The major places history views will be queries over places visited by time. The user will be able to select any date range and see when they visited each page. Actually showing which pages were visited during a given time period means we will have to store every time the user visits any page, rather than just the last visit time. This fixes some problems with the old history system where items would move around if you visited them again.

These view should be as organized and as concise as possible. The old history system includes many redirect pages in the view, and doesn't have things like favicons and good grouping that might make it easier to locate pages of interest. As a result, favicons for every page will be stored for viewing in history, and we will provide better domain-style grouping and a calendar for picking days rather than a tree view.

The second most user-visible history feature will be keyword searching. This will be essentially unchanged from the old system, which is too bad because the current system sucks. Because there is no word index, we do a brute-force search over all titles for the keyword in question. While sometimes useful, this is not always what you want, resulting in a number of third-party history indexing products. Long term, it would be nice to index pages you visit. For the coming release it might be nice to provide a hook for third-party products so they can provide text searching capabilities to the places system.

The last major change will be the ability to define complex queries over the history and bookmark systems.

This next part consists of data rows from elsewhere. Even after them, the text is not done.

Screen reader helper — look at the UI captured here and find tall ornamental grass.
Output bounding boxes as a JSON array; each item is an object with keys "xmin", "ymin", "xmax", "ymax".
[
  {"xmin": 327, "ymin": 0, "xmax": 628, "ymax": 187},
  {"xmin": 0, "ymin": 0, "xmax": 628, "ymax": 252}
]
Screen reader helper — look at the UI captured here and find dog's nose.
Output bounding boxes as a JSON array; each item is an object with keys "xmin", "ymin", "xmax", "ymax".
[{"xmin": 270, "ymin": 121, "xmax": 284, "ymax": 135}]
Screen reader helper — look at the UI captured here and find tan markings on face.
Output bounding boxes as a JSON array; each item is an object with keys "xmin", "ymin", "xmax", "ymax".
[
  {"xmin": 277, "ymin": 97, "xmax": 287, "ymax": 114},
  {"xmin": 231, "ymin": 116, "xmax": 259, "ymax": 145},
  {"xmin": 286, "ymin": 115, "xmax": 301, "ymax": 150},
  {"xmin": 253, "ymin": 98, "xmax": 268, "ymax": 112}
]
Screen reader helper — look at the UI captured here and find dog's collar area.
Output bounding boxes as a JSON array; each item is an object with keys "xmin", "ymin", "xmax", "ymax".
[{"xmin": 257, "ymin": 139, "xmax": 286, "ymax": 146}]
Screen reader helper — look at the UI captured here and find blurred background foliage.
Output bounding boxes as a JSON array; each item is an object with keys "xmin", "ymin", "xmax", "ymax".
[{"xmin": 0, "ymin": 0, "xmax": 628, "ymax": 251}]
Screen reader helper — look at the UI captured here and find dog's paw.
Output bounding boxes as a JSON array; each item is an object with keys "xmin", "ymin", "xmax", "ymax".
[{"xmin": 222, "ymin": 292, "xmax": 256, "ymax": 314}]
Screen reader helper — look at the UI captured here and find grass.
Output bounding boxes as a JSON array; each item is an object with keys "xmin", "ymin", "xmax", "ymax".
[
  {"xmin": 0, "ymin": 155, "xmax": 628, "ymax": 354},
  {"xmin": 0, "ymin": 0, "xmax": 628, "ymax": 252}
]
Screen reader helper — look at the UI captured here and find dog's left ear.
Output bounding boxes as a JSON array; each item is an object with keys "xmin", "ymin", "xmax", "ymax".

Most users will not be generating such queries, but they can be used to provide a variety of nice features. For example, a query folder can be created for "My favorite pages" which contains the 20 most frequently visited URLs in history. A query for the most frequently visited pages that are not bookmarked provides a good candidate list for suggesting bookmarks.

Example

This screenshot shows some of these ideas:

History grouping.png
Image credit: Brett Wilson, http://maxradi.us/

All pages have favicons for better visual differentiation and grouping. Pages are arranged into "sessions" consisting of followed links. Typing a new URL or following a bookmark gives you a new "session" which appears as a dotted line in this image. This is an actual screenshot, but the ugly redirect pages have been manually removed. Proper tracking of redirect pages is pending, see Browser_History:Redirects.

An informal goal is to save and expose enough information for a variety of interesting visualization or suggestion extensions to be created. For example:

  • A graph of the user's browsing behavior, showing which pages were visited and when and how the user navigated between them.
  • Suggesting links. By looking at what link the user frequently visits from the current page, perhaps some sort of suggestion or prefetching could take place. For some pages, this indication would be very strong. Other AI-like things could potentially be done. For example, many people visit the same set of sites when they open the browser in the morning. It would be nice if something could be done to make this nicer.

Bookmark pages and notes

Firefox 2 will likely have some kind of bookmark button for easy bookmarking of pages. This button will be illuminated whenever the user is on a bookmarked page, but redirects provide an extra problem. If the bookmark page is moved, or more commonly, if the user manually sets a bookmark, for example "amazon.com", they will be redirected. This destination page won't be bookmarked, so the button will not be illuminated. The old history system also had problems with redirected bookmarks because the favicons would never get set properly. Therefore, we need to know more about redirects to handle these cases correctly.

If other annotations are stored with pages, redirects could also pose problems. For example, if I have notes on a page and it is redirected, my notes will not be available to me. There should be a way for services using annotation functionality to see if the current page was ever redirected from somewhere else, and to also check those pages for annotations of interest. More on redirects can be read on Browser_History:Redirects.

Required information

It will be necessary to collect and store much more information than is done in the old history system. To extract information about sequences of page views, we need to know exactly which page generated each navigation. Because the same page could be opened in more than one tab/window at once, the URL is not sufficient for this task.

Database design

The history will be stored in two SQL tables — "moz_history" and "moz_historyvisit".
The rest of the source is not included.